Transcriptional Regulation of BSEP
Because intracellular accumulation of bile salts can lead to cholestasis, hepatocyte apoptosis and progressive liver damage, regulatory mechanisms that can coordinate the expression of genes encoding bile acid transport proteins and the enzymes involved in bile acid biosynthesis are critically important. Bile salts are natural ligands for several nuclear hormone receptors expressed in liver and intestine (10). Nuclear receptors are transcription factors that bind specific ligands and regulate gene expression according to the metabolic requirements of the cell. Nuclear receptors generally bind to AG(G/T)TCA-like hexameric repeat motifs in the promoters of target genes as heterodimers with the retinoid X receptor alpha (RXRα) (11).

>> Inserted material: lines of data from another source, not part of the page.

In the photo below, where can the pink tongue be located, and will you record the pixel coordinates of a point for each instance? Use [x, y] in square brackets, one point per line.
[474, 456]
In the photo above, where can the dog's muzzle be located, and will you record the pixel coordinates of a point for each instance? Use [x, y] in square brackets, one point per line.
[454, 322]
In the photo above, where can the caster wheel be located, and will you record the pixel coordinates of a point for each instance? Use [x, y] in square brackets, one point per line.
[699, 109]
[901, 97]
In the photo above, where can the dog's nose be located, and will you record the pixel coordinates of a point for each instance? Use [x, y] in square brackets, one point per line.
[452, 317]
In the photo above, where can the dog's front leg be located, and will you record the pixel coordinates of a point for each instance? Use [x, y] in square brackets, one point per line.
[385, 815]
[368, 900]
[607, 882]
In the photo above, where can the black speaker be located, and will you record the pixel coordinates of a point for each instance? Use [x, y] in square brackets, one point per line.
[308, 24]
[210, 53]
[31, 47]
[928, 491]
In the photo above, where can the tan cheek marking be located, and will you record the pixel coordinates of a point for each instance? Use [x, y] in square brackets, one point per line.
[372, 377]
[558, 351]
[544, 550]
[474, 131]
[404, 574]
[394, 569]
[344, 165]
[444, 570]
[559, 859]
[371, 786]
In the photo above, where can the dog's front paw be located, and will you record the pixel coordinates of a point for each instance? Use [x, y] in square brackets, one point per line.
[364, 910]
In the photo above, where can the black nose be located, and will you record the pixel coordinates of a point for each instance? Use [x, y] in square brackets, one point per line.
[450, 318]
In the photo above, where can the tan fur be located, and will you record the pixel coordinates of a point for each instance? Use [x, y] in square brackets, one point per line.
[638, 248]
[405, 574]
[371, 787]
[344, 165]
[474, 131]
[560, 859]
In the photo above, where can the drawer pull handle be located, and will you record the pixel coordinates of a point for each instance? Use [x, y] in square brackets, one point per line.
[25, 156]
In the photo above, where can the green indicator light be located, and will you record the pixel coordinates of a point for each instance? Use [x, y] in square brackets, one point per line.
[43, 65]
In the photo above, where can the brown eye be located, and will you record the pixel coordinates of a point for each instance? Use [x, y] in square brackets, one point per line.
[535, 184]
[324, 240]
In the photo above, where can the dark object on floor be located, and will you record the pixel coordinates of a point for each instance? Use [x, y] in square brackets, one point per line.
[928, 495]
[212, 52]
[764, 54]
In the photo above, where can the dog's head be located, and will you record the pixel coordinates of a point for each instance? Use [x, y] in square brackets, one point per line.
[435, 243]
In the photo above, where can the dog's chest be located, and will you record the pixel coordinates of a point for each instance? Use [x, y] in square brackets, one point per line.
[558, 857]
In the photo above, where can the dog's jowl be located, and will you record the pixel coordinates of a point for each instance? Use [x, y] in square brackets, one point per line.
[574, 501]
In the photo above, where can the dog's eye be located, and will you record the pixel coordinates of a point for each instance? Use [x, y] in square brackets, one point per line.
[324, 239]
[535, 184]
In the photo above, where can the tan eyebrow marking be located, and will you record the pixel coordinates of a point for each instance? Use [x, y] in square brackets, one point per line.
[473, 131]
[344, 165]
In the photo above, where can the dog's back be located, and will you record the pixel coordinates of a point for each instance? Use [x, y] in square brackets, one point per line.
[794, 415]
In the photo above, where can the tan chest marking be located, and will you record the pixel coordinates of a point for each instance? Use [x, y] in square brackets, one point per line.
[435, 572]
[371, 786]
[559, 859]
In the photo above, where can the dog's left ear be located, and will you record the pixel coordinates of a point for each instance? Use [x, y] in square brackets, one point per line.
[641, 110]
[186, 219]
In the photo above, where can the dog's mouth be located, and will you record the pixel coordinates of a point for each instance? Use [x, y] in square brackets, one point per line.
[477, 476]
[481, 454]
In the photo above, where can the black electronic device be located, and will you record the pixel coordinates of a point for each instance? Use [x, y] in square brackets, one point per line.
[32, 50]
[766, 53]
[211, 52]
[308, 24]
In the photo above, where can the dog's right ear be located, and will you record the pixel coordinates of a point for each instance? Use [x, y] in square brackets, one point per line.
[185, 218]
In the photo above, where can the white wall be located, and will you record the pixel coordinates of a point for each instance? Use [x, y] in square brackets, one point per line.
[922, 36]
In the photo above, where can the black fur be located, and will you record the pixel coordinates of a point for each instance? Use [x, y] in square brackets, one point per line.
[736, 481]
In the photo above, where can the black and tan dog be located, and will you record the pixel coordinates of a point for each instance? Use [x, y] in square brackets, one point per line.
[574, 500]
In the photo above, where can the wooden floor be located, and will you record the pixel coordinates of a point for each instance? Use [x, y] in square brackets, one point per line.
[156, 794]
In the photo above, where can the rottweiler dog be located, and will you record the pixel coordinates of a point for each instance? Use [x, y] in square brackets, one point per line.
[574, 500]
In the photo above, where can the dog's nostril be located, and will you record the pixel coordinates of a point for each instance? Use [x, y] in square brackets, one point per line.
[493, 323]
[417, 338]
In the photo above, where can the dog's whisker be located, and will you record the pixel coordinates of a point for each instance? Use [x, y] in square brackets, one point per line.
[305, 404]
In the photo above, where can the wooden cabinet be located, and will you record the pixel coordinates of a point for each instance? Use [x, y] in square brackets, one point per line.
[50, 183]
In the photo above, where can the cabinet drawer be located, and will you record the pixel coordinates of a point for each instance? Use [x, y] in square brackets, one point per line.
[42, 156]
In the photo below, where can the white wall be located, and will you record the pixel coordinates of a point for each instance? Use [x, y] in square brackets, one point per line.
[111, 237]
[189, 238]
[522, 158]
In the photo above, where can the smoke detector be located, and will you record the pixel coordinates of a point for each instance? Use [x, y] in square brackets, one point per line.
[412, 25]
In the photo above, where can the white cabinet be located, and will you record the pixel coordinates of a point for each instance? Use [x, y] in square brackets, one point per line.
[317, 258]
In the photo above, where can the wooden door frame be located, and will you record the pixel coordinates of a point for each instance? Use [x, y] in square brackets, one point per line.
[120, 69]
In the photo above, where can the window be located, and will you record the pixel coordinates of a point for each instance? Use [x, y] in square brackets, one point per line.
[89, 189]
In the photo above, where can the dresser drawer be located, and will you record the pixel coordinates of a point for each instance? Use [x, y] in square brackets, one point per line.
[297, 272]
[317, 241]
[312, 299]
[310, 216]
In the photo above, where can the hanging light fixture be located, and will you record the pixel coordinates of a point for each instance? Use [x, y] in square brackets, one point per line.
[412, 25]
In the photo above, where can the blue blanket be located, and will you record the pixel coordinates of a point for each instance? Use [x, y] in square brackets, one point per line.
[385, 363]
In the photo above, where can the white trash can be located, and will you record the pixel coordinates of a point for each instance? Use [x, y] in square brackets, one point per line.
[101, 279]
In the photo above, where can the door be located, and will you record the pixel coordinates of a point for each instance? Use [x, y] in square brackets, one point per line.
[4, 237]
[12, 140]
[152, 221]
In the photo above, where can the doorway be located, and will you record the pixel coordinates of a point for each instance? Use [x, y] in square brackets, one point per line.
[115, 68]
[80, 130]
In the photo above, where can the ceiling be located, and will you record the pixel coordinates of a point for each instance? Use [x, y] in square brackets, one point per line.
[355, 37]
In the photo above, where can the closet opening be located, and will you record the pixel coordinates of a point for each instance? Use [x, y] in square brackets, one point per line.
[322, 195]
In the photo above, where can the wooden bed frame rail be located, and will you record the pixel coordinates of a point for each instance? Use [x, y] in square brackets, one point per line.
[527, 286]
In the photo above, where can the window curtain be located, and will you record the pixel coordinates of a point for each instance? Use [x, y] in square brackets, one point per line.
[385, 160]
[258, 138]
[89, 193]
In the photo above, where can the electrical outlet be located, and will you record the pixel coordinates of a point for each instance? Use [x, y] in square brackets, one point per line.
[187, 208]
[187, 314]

In cloning of the BSEP gene, we found that the sequence of the promoter contained an inverted repeat (IR)-1 element (5′-GGGACA T TGATCCT-3′) at base pairs -63/-50 consisting of 2 nuclear receptor half-sites organized as an inverted repeat and separated by a single nucleotide (12). This binding site has been shown in several recent studies to serve as a binding site for the farnesoid X receptor (FXR), a nuclear receptor for bile acids (10). FXR activity requires heterodimerization with a 9-cis retinoid receptor (RXR alpha), and when bound by bile acids and retinoic acid, the complex effectively regulates the transcription of several genes involved in bile acid transport and synthesis. FXR/RXR alpha heterodimers bound specifically to the IR-1 element in the BSEP promoter on gel mobility shift assays. Cotransfection of FXR and RXR alpha into HepG2 cells led to full transactivation of the BSEP promoter by bile acids. Two FXR transactivation-deficient mutants failed to transactivate, indicating that the effect of bile acids is FXR-dependent. Further, mutational analysis confirms that the FXR/RXR alpha heterodimer activates transcription through the IR-1 site in the human BSEP promoter. The activity of the promoter was modest in the absence of FXR, suggesting that this nuclear orphan receptor may be critical for even basal activity of the BSEP promoter. This notion was supported by experiments in CV-1 cells in which BSEP promoter activity was observed only when FXR/RXRα heterodimer was expressed and activated by the addition of bile acids (Fig. 2). Moreover, mice with targeted disruption of the FXR gene have extremely low levels of BSEP expression, even when fed cholic acid (13). These results demonstrate a mechanism by which bile acids transcriptionally regulate the activity of the BSEP, a critical component involved in the enterohepatic circulation of bile acids.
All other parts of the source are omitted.